Daar hebben we onder meer de poëzie voor. U heeft ooit één dichtbundel geschreven, ‘Paard Heer Mantel’. Waarom is het daar bij gebleven?

Meijsing: Ik ben geen dichter, heb ik ontdekt. Ik ben een absolute verteller, en de technieken die je daarvoor gebruikt staan haaks op de verfijning die voor poëzie vereist is. Wat niet belet dat ik soms zomaar uit het niets weg een verschrikkelijk mooi gedicht schrijf. Maar dat lukt me maar één of twee keer per jaar. Toen laatst mijn zusje me belde om te vertellen dat haar paard in de stal een hartaanval had gekregen, heb ik daar diezelfde avond nog een gedicht over geschreven.

Kun je meer verdriet hebben over de dood van een paard of van een hond dan over de dood van een mens, zoals Charlotte Mutsaers beweert?
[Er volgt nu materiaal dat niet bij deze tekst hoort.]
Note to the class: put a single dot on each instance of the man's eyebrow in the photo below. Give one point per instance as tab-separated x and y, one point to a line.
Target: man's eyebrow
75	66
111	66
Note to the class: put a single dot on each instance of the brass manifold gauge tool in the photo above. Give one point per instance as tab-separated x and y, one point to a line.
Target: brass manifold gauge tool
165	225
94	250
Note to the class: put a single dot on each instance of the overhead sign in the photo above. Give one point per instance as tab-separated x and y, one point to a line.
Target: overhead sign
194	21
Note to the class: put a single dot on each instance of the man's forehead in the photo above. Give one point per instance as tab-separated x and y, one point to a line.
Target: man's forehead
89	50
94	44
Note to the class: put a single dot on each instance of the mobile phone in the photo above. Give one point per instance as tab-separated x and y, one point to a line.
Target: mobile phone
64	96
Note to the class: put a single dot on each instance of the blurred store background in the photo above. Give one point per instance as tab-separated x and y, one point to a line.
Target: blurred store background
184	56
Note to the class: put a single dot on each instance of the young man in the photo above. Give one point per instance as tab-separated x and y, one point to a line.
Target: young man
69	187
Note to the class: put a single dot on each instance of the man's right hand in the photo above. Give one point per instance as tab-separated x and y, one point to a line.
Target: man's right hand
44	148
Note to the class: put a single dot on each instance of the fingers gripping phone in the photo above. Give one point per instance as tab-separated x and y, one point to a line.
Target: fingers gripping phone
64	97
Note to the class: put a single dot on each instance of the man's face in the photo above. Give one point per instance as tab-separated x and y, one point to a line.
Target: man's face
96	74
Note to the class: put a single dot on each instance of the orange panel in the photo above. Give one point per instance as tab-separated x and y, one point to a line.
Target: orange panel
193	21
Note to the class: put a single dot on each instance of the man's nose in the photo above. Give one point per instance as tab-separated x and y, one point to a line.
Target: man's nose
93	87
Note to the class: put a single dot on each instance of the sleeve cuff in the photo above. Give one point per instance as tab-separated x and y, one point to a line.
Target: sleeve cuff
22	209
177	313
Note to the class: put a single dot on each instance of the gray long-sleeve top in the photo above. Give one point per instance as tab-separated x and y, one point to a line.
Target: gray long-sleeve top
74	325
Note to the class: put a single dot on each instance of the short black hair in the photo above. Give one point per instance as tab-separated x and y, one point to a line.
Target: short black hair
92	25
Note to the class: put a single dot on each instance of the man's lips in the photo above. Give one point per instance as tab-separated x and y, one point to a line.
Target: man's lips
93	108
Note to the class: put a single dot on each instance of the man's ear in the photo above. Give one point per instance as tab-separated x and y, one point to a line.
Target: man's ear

Meijsing: Dat zal best. Ik weet niet hoe ik dat moet uitleggen, maar een dier….daar is de dood zo absoluut van. Een groot, dood paard, dat is heel veel dood als je je dat voorstelt. Zoveel dood is een mens niet. En waarom dat zo is? Omdat het een dood zonder woorden is.
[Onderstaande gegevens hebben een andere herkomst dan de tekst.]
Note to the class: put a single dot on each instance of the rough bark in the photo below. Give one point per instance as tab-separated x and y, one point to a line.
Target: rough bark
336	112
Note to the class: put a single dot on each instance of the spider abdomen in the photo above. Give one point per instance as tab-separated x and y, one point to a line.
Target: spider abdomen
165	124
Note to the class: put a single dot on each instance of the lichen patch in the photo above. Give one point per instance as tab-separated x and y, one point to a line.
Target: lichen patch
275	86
Nog even over ‘De tweede man’. Hebt u nu het gevoel dat u eindelijk weer naast uw broer mag staan?

Meijsing: Wat een idiote vraag!

Zijn roman ‘Tussen mes en keel’ werd de hemel ingeprezen, terwijl u de laatste jaren door de kritiek nogal hardhandig bent bejegend.
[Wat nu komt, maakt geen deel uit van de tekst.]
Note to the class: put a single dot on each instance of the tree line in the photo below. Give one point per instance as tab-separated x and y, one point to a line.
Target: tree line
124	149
Meijsing: Hoor eens, ik heb nog nooit van m’n leven het gevoel gehad dat ik ónder mijn broer stond. Ik vind het soms een beetje lastig dat ik een broer heb die schrijver is, maar meer ook niet. Ik zie niet veel verwantschappen tussen Geerten en mij: niet in onze kunstopvatting, niet in de kadans van onze taal, niet in onze ideeënwereld of onze moraal. Ik verschil van niemand zoveel als van mijn broer. Hij is blauwogig en blondharig – dat zegt alles.

En wat die kritiek betreft: ik ben er intussen wel achter dat men niet wil dat je afwijkt van wat je in je vorige boek gedaan hebt en dat men ook niet wil dat een vrouw groot en sterk is. Hoewel er veel vrouwen bij uitgeverijen zitten en literatuur vooral door vrouwen gelezen wordt, wordt van vrouwelijke schrijvers toch verwacht dat ze een bepaald soort literatuur bedrijven. Hoe kleiner het werk, hoe groter de lof die je oogst. Maar als je eens een keertje een grote armzwaai maakt, dan krijg je ineens bezwaren. Dan wordt het pathos genoemd en dan is het geen Mulisch! Nee, natuurlijk niet, wat had je dan gedacht? Mannelijke critici hebben toch gauw iets van: hoho, niet zo hoog van de toren blazen, dame! Met de nadruk op dame. Een vrouw mag een liefdesroman schrijven, maar ze moet niet op het terrein van de mannen komen. Welnu, hier is een groot boek, heren.

Hoe zit het intussen met de aanmaak van de serotonine?

Meijsing: Dat zit wel goed. Maak je maar geen zorgen.

Doeschka Meijsing, ‘De tweede man’, Querido, Amsterdam, 398 blz., 799 fr.